El presidente surcoreano, Lee Jae Myung, expresó posteriormente su descontento por el estancamiento de las negociaciones con Estados Unidos sobre las aspiraciones de Seúl de adquirir su primer submarino de propulsión nuclear.
“Por favor, aceleren los esfuerzos”, declaró el martes durante una reunión de gabinete transmitida en directo. “Cuanto más fuertes seamos por nuestra cuenta, mayor será el valor y la necesidad de la alianza”, añadió.
¿Por qué hay tensiones entre EU y Corea del Sur?
Las crecientes tensiones entre ambos aliados se producen en un contexto de quejas en Washington por la lentitud de Seúl en el cumplimiento de su promesa de inversión de 350 mil millones de dólares, y según un informe de prensa , Estados Unidos ahora quiere que los gigantes surcoreanos de los semiconductores formen parte del paquete.
La instalación de plantas adicionales de SK Hynix o Samsung en territorio estadounidense podría perjudicar los planes de Lee de construir más centros tecnológicos en el país para ayudar a distribuir los beneficios de la IA entre un mayor número de personas.
Esta disputa supone un difícil equilibrio para la administración de Lee, ya que los funcionarios deben sopesar ciertas decisiones comerciales frente a los intereses de seguridad, un área en la que Seúl depende en gran medida del paraguas nuclear estadounidense para protegerse del creciente arsenal atómico de Kim.

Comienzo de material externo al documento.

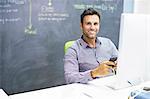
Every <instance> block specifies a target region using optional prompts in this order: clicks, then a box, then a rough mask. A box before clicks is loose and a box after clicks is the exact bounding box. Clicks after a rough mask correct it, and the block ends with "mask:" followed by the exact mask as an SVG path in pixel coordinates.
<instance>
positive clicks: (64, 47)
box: [64, 41, 75, 53]
mask: <svg viewBox="0 0 150 99" xmlns="http://www.w3.org/2000/svg"><path fill="white" fill-rule="evenodd" d="M74 42H75V41H67V42H66V43H65V46H64V52H65V53H66V52H67V50H68V48H69V47H71V46H72V44H73V43H74Z"/></svg>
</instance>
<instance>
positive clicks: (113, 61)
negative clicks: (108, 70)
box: [109, 57, 117, 62]
mask: <svg viewBox="0 0 150 99" xmlns="http://www.w3.org/2000/svg"><path fill="white" fill-rule="evenodd" d="M116 60H117V57H112V58H110V59H109V61H112V62H115V61H116Z"/></svg>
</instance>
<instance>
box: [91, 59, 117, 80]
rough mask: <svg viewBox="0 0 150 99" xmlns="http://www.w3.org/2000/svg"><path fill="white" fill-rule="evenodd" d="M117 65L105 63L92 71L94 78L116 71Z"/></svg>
mask: <svg viewBox="0 0 150 99" xmlns="http://www.w3.org/2000/svg"><path fill="white" fill-rule="evenodd" d="M116 66H117V65H116V63H115V62H112V61H104V62H102V63H101V64H100V65H99V66H98V67H97V68H95V69H94V70H92V71H91V76H92V78H95V77H99V76H106V75H108V74H110V73H112V72H113V71H114V69H115V68H116Z"/></svg>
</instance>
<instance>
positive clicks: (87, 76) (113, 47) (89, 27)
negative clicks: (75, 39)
mask: <svg viewBox="0 0 150 99" xmlns="http://www.w3.org/2000/svg"><path fill="white" fill-rule="evenodd" d="M100 19H101V16H100V14H99V13H98V12H97V11H96V10H94V9H93V8H88V9H86V10H85V11H84V12H83V13H82V14H81V23H80V27H81V30H82V36H81V38H80V39H78V40H76V41H75V43H74V44H73V45H72V46H71V47H70V48H69V49H68V50H67V52H66V54H65V57H64V71H65V79H66V83H87V82H88V81H90V80H92V79H95V78H97V77H104V76H108V75H112V74H113V72H112V71H113V69H114V67H116V64H115V62H112V61H109V60H110V58H112V57H117V55H118V51H117V49H116V47H115V45H114V44H113V43H112V42H111V40H109V39H107V38H103V37H97V33H98V32H99V28H100Z"/></svg>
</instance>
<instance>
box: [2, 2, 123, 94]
mask: <svg viewBox="0 0 150 99" xmlns="http://www.w3.org/2000/svg"><path fill="white" fill-rule="evenodd" d="M88 7H93V8H95V9H97V10H98V11H99V12H101V14H102V21H101V30H100V33H99V34H98V36H105V37H108V38H110V39H111V40H112V41H113V42H114V43H115V44H116V46H118V37H119V27H120V25H119V24H120V15H121V13H122V9H123V0H0V15H1V16H0V25H1V26H3V27H2V30H1V31H0V33H1V35H0V37H1V41H2V42H1V43H0V44H1V52H2V53H1V56H2V59H1V60H2V61H1V62H2V65H1V67H0V68H2V72H0V73H2V75H3V76H2V78H1V77H0V78H1V79H0V80H1V82H2V84H1V85H2V87H3V89H4V90H5V91H6V92H7V93H8V94H14V93H19V92H25V91H30V90H36V89H41V88H47V87H52V86H58V85H62V84H65V80H64V71H63V57H64V49H63V48H64V44H65V42H66V41H68V40H73V39H78V38H79V37H80V36H81V31H80V26H79V24H80V14H81V13H82V11H83V10H84V9H85V8H88ZM0 29H1V28H0Z"/></svg>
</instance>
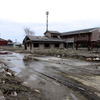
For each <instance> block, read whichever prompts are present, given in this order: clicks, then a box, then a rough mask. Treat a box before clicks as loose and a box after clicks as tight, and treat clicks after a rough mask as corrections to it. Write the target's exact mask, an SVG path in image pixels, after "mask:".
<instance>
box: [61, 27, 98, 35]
mask: <svg viewBox="0 0 100 100" xmlns="http://www.w3.org/2000/svg"><path fill="white" fill-rule="evenodd" d="M95 29H98V28H89V29H82V30H76V31H70V32H63V33H62V34H61V35H73V34H81V33H89V32H92V31H93V30H95Z"/></svg>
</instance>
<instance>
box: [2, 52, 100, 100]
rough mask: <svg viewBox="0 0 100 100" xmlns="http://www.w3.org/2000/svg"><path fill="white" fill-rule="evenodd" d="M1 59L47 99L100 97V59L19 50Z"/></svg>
mask: <svg viewBox="0 0 100 100" xmlns="http://www.w3.org/2000/svg"><path fill="white" fill-rule="evenodd" d="M0 59H1V60H2V61H3V62H4V63H5V64H7V66H8V67H9V68H10V69H11V70H13V71H14V72H15V75H16V76H17V77H19V78H20V79H22V80H23V83H22V84H23V85H24V86H28V87H30V88H32V89H35V90H36V91H37V92H41V93H43V96H44V97H45V99H46V100H100V87H99V85H100V66H99V65H100V63H99V62H90V61H89V62H87V61H84V60H79V59H73V58H58V57H50V56H42V57H41V56H40V57H39V56H38V57H36V56H33V55H30V54H19V53H12V54H11V53H10V54H6V55H4V54H3V55H0ZM28 100H33V99H28ZM34 100H35V99H34ZM36 100H37V99H36Z"/></svg>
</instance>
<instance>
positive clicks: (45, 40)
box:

“Corea del Sur podría verse con una participación insuficiente en un posible proceso diplomático que afecte a su seguridad y prosperidad”, declaró Mason Richey , profesor de la Universidad Hankuk de Estudios Extranjeros, refiriéndose a cualquier conversación entre Trump y Kim sin la consulta de Lee.
¿Qué sabemos de la posible conversación de Trump con Kim Jong-un?
“Esto socavaría la confianza generalizada de la población surcoreana en la fiabilidad de Estados Unidos como aliado, al menos bajo la presidencia de Trump”.
En una posible señal de diplomacia discreta, Corea del Sur anunció el martes que el ministro de Asuntos Exteriores chino, Wang Yi, realizará esta semana su primera visita a Seúl en casi cinco años para abordar temas relacionados con Corea del Norte y otros asuntos internacionales.
Se espera que Trump visite la ciudad de Shenzhen, en el sur de China, en noviembre para una cumbre de líderes, lo que podría servir como punto de partida para un diálogo con Kim.
Durante su primer mandato, Trump mantuvo conversaciones con Kim Jong-un en tres ocasiones, pero no logró convencer al líder norcoreano de abandonar sus ambiciones nucleares.
Desde entonces, Kim se ha convertido en un socio clave del presidente ruso Vladimir Putin y ha declarado que solo retomará dichas conversaciones si Washington reconoce oficialmente a Pyongyang como potencia nuclear permanente.